No podía ser en otro lugar, porque no hay otro lugar en el que el líder del PP pueda proclamar sus cuitas sin que, aprovechando ese momento de debilidad, sus lobos internos se lancen sobre él para rematar su tarea de acoso y derribo. Murcia es un oasis de paz que, bajo la engañifa del agua, mira con indiferencia como a Daimiel le arden las entrañas mientras sigue exhibiendo sin pudor ese insoportable, por insolidario y demagógico, eslogan de "Agua para todos". Pero este es un tipo de delito que las leyes no contemplan. Hoy por hoy, el PP murciano es el único que, estando en el poder, no ha sido salpicado por el caso Gürtel y es el único en el que, estando en el poder, sus miembros no se devoran entre sí en públicas luchas intestinas. De modo que, ¿dónde iba a ir Rajoy a lamerse las heridas?

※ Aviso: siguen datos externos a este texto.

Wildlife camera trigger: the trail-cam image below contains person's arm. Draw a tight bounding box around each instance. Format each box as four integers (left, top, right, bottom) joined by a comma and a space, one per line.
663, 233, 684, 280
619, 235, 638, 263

Murcia es el último consuelo de un Rajoy que parece vivir si no en otro mundo si en otro tiempo, o en otros tiempos. Su tiempo no es de este mundo, en resumen, le pertenece a él, y por eso él lo administra a su antojo, en calidad de sujeto autónomo, en calidad de gallego y en calidad de altísimo responsable en la jerarquía de su partido. Por eso, el jueves declaró a los medios que, sabiendo lo que piensan "los militantes, los cargos electos, los alcaldes, los concejales" el próximo martes (hoy) "tendrán una respuesta a lo que están pensando". Más allá de la audacia y de la prudencia que muestra Rajoy al hacer tal alarde de señorío en la administración de los tiempos, me asombra ese "saber" suyo, porque revela bien un inquietante pensamiento único, bien que Rajoy es de naturaleza divina o adivina, que viene a ser lo mismo, bien que Rajoy, el pobre, anda perdido en su soledad de líder. Y va a ser esto último, porque descartada por mi parte lo de la naturaleza divina, a juzgar por lo que sus militantes, cargos electos, alcaldes y concejales declaran a los medios de comunicación, de pensamiento único nada.

Rajoy ha venido a Murcia buscando un poco de comprensión y de mimo del bueno, harto ya, ha confesado, de ser paciente con su díscolo rebaño, harto ya, ¿por qué ocultarlo más?, de su santidad. Ha venido a renegar no sólo de Job, sino del mismo dios que lo somete a tales pruebas inmerecidas. Ha venido a renegar, a decirle a ese dios suyo que ya vale, que para dios él, que ha sido elegido no sólo por el superdiós Aznar sino también por un congreso soberano. Y tan harto y tan hecho polvo estaba el pobre Rajoy de tener paciencia que en Cartagena hasta le fallaba la sintaxis; a él, que tan buen orador es y que tanta leña retórica sabe dar en el Congreso, pareció quedársele por un momento la mente en blanco cuando elogiaba la virtud de la paciencia, y, sin terminar la frase marcó distancias con "el santo" Job. Y se comprende que le falle hasta la sintaxis, porque tantos golpes dejan sonado, por muy buen encajador que se sea. Sobre todo, porque uno de los golpes duros es que Rajoy sabe, que, salvo tal vez en Murcia (nosotros somos así), no lo quiere nadie en su partido, ni los de la derecha más extrema, porque le falta radicalidad, ni los de la derecha más liberal, porque se deja arrastrar por los ultraconservadores. Pero el golpe más difícil de encajar es algo que no sólo sabe Rajoy sino que lo sabe todo el mundo, que si Gallardón estuviera en su lugar, casi con seguridad el PP ganaría las próximas elecciones. El problema es que en medio de las aguas turbulentas agitadas por la crisis que atravesamos, la perspectiva de que el PP pueda ganar esas elecciones es demasiado tentadora como para que, quienes se ven con posibilidades, no quieran hacerse con las riendas del partido.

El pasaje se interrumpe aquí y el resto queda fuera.